Lise Quintana: Product Building is Storytelling in Quick-Forming Communities

Written by Douglas Crets, Developer Evangelist, Microsoft BizSpark

Lise Quintana is a storyteller and a techie and she introduced me to some concepts this weekend that made me think about building apps in the cloud.

I headed down to Santa Cruz this weekend to meet a group of 18 teams working on building startups at Cruzio, a co-working space on the main drag there.

What I came away with -- among other things, was an interesting video interview with one of the team members building a storytelling app.

Here's here quick video interview / monologue with Lise Quintana about what she was trying to do there. I think what she's saying has some repercussions for app building generally. Apologies for the somewhat fuzzy nature of the lens. I think I got some skin oil on it.  

Watch for talking about using the web to make a "mechanical pivot." Storytelling can switch just as easily as a company switches its possibilities.
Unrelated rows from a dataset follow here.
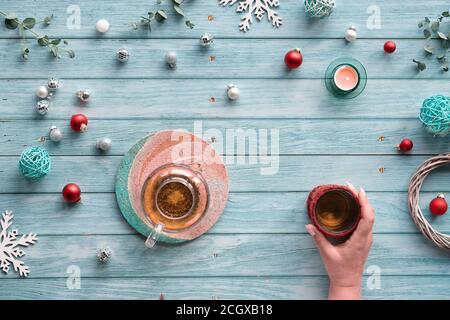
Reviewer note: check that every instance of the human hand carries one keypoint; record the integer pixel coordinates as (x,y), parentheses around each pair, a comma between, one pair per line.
(344,263)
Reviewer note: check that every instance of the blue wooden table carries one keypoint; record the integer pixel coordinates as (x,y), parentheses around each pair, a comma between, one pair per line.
(259,248)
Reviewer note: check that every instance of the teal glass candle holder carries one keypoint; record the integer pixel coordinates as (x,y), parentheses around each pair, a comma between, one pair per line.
(348,65)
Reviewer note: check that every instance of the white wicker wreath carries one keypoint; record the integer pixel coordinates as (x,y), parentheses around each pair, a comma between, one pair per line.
(440,239)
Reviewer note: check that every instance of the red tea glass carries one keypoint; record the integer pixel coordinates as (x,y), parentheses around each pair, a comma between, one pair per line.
(334,210)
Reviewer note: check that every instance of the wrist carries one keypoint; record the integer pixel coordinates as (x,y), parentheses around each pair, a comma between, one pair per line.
(343,292)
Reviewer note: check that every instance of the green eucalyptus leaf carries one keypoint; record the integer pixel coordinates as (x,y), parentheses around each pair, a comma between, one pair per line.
(43,40)
(442,35)
(435,26)
(25,52)
(420,65)
(48,19)
(11,21)
(54,50)
(178,10)
(28,23)
(160,16)
(428,48)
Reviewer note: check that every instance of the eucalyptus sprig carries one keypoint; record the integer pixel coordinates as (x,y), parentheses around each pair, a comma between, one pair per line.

This is the kind of stuff I get excited about -- when traditional forms or mechanics of business, literature or media delivery are forced to change because of changes happening in their own realms. 

Getting Radical

Radical changes in technology costs and the ease with which you can use technology to communicate ideas, form teams and share products means that we are going to be seeing a very fast and furious rise in the number of almost instantaneous companies forming in the next few years. 

Startup co-working spaces like Cruzio in Santa Cruz, just a few miles away from the SVC at Microsoft, are trying to create startup weekends so that people from all over the community who have ideas, or who have tradable skills, can join quick teams and create new products in 54 hours. 

One of those people visiting Cruzio this weekend was Lise Quintana, who used to work for a very large technology firm in the Valley. She's since moved on and is doing her own thing. That thing happens to be a hyperlinking storytelling function on the web, which she desires to make into a web platform and an app (hope I got that right, Lise, based on your latest updates). 

When Building A Company Shares Attributes of Creating a Story

Lise's hyperlink story that changes the reader's perspectives, not just the plot in the story. It will allow for a reader to engage the story at the same time as other characters in the plot line, with a simple linking tool. It was still in development, so I didn't get the full story. 

On the surface of this interview, Lise's comments don't seem to be about a particular tech object or physical product built in the cloud, but the germ of what startups work with is right there. We are hyperfocused on building apps that help us connect to people, When entrepreneurs and developers talk about sharing apps, or apps that help us to itemize things in lists and then share those objects in the real world, we are really talking about a shift in how we perceive ownership, viability, permanence and other qualities of reality. 

The more we use tools to share and to connect, the more we change our perceptions of what it is we share. I think that is why having storytelling apps like the one Lise is building are crucial. They help us make sense of what is happening in the startup world and beyond. They give us something to think about, and that may help us build something new. 

What Lise is talking about in this interview is how it is so easy these days to create a company and create new products. She believes we are seeing an epochal shift in how companies and individuals morph together to work on great ideas.

Here's a bit from her update email to me: 

The app my team developed was enormously well-received, and one of the VCs on the panel was kind enough to call it "brilliant." This is absolutely the validation we were looking for. The team and I talked about other applications for existing literature, and it looks like we're going to keep moving forward with this idea all the way to a completed suite of applications for both reading and writing.